Wallace declared that the division would only succeed if it chose to excel in its current markets and get back into the commercial and military markets it had allowed to slip away. He resolved to boost investment in research and development and product support, modernize operations, and bolster the marketing organization. Finally, he tackled Allison’s unfortunate relationship with Detroit Diesel by splitting the organization back in two in May 1983.
The first market tackled by the newly independent Allison was its money-spinning mainstay, helicopters. The company developed a series of upgraded derivatives of its 250 engine for Bell, Augusta, McDonnell Douglas, and even the Soviet manufacturer Kasmarov. Allison also built a new T406 turboprop for the navy’s tiltrotor V-22 Osprey, and won new sales of its 501 gas turbines for jet boats and other marine applications.
In an effort to get back into the commercial transport business, Allison formed a partnership with arch rival Pratt & Whitney to develop a jet-powered propeller engine called a propfan. Allison’s experience with counter-rotating propeller systems was essential to the project. But while the highly efficient engine worked, the market for propfans disappeared when airline companies’ acquisition budgets evaporated and fuel prices plummeted.
In October 1988 Allison and Garrett were selected to develop engines for a new light helicopter. The two companies produced the T800 engine. While successful, the engine’s sales prospects were hurt by military budget cuts. Allison had a second go at commercial markets in 1989, when GMA 2100 turboprop was selected to power the Saab 2000 airliner. The engine, which drove six-bladed propellers like the propfan, was a direct out-growth of the earlier project.
Blake Wallace’s remake of Allison placed the company on much more solid ground. But as General Motors struggled to stave off market share losses in its automobile business, the parent company elected to spin off those companies that were not immediately related to the core business.

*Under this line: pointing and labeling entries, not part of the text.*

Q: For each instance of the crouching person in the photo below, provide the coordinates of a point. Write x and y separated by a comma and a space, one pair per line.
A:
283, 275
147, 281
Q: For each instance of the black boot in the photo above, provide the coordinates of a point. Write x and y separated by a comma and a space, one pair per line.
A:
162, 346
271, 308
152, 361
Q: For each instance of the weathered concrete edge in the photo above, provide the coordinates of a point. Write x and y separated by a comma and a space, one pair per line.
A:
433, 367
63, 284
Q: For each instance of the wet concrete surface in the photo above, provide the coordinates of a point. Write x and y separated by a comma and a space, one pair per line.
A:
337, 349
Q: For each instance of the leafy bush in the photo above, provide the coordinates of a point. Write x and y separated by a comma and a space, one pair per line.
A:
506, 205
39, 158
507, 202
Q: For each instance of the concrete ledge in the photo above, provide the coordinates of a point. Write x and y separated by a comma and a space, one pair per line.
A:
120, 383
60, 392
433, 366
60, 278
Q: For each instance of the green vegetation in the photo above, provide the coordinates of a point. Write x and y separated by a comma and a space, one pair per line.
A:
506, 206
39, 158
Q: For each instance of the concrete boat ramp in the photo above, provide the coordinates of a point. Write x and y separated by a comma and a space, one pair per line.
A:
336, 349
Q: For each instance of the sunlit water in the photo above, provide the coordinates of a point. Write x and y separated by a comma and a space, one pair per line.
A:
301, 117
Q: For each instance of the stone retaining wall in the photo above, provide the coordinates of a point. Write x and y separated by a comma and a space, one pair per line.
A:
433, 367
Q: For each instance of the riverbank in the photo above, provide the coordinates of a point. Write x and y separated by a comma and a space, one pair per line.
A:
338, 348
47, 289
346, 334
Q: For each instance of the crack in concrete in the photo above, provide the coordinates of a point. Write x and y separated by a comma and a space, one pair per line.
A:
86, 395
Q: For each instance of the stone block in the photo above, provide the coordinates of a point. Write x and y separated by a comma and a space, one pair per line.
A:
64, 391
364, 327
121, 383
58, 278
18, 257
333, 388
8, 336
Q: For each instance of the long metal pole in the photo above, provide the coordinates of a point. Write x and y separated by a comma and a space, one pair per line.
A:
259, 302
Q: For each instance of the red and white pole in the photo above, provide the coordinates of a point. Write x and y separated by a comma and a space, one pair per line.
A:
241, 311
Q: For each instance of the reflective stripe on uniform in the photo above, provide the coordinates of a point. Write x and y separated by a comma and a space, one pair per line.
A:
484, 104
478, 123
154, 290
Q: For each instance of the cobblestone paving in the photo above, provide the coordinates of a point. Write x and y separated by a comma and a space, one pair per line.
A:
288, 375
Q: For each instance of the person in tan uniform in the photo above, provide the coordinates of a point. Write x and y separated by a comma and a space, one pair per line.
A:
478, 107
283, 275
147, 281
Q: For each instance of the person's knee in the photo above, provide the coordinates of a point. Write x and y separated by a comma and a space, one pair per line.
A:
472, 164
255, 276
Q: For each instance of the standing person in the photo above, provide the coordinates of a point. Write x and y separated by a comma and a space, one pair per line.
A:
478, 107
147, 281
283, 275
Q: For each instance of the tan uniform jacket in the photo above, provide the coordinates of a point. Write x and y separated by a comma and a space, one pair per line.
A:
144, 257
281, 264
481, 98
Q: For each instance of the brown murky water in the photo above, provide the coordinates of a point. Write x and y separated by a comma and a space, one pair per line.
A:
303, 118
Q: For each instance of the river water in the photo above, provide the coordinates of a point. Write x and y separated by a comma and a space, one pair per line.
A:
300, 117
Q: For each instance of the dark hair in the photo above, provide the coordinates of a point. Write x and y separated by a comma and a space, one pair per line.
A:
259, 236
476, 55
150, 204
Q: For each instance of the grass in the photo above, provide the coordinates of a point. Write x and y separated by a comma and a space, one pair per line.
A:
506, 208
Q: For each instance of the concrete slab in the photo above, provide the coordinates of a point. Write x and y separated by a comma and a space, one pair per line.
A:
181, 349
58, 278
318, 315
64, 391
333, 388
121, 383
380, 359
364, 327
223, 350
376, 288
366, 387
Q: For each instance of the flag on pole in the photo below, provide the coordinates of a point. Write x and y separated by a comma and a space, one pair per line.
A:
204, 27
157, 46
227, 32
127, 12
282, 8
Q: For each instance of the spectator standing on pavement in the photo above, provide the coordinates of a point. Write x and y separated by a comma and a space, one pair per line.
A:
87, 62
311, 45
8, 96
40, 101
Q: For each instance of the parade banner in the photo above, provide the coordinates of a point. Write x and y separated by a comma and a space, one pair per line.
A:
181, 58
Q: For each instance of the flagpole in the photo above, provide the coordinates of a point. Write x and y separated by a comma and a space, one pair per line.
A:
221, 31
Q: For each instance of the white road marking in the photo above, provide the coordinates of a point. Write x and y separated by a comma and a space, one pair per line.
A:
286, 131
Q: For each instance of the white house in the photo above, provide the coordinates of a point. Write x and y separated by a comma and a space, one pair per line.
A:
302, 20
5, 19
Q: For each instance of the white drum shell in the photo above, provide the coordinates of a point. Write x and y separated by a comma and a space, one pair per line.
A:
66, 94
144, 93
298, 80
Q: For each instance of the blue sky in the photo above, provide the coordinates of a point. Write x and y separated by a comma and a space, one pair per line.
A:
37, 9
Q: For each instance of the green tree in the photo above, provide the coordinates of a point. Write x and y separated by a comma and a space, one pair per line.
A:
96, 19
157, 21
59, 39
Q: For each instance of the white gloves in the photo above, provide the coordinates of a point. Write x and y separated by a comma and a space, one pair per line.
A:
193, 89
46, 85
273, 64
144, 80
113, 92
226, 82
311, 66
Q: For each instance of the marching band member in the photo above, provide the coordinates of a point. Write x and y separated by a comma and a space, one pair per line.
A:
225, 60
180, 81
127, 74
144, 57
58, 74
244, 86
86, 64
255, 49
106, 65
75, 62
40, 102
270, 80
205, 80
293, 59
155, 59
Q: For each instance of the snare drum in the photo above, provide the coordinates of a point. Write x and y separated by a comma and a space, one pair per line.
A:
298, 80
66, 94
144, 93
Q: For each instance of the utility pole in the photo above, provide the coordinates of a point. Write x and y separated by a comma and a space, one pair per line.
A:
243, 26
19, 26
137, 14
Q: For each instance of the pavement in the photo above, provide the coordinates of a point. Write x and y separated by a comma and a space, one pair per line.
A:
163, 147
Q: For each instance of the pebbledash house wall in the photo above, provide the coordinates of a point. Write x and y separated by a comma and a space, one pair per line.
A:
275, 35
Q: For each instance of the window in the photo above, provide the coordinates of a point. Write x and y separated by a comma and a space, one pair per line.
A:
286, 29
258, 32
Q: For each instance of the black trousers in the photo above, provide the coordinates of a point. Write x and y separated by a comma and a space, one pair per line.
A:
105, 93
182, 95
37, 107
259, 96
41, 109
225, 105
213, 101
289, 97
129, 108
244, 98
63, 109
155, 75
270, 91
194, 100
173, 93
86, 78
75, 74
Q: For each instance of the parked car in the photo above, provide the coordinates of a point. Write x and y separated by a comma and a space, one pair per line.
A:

Despite tremendous investments in Allison and the company’s good prospects, GM decided in 1992 to put Allison back on the auction block. The substantial sums GM had spent reviving Allison, it was thought, would be favorably reflected in the company’s purchase price. By late 1993, however, no buyer had been found.
Further Reading
Kaplan, Ellen, ed., In the Company of Eagles, Stanford, Connecticut: Pratt & Whitney, 1990.
Mattera, Philip, Inside U.S. Business: A Concise Encyclopedia of Leading Industries, Homewood, Illinois: Dow Jones-Irwin, 1987.
Propulsion, Cincinnati, Ohio: GE Aircraft Engines, 1991.
Sonnenberg, Paul, and William Schoneberger, Power of Excellence, Malibu, California: Coastline Publishers, 1990.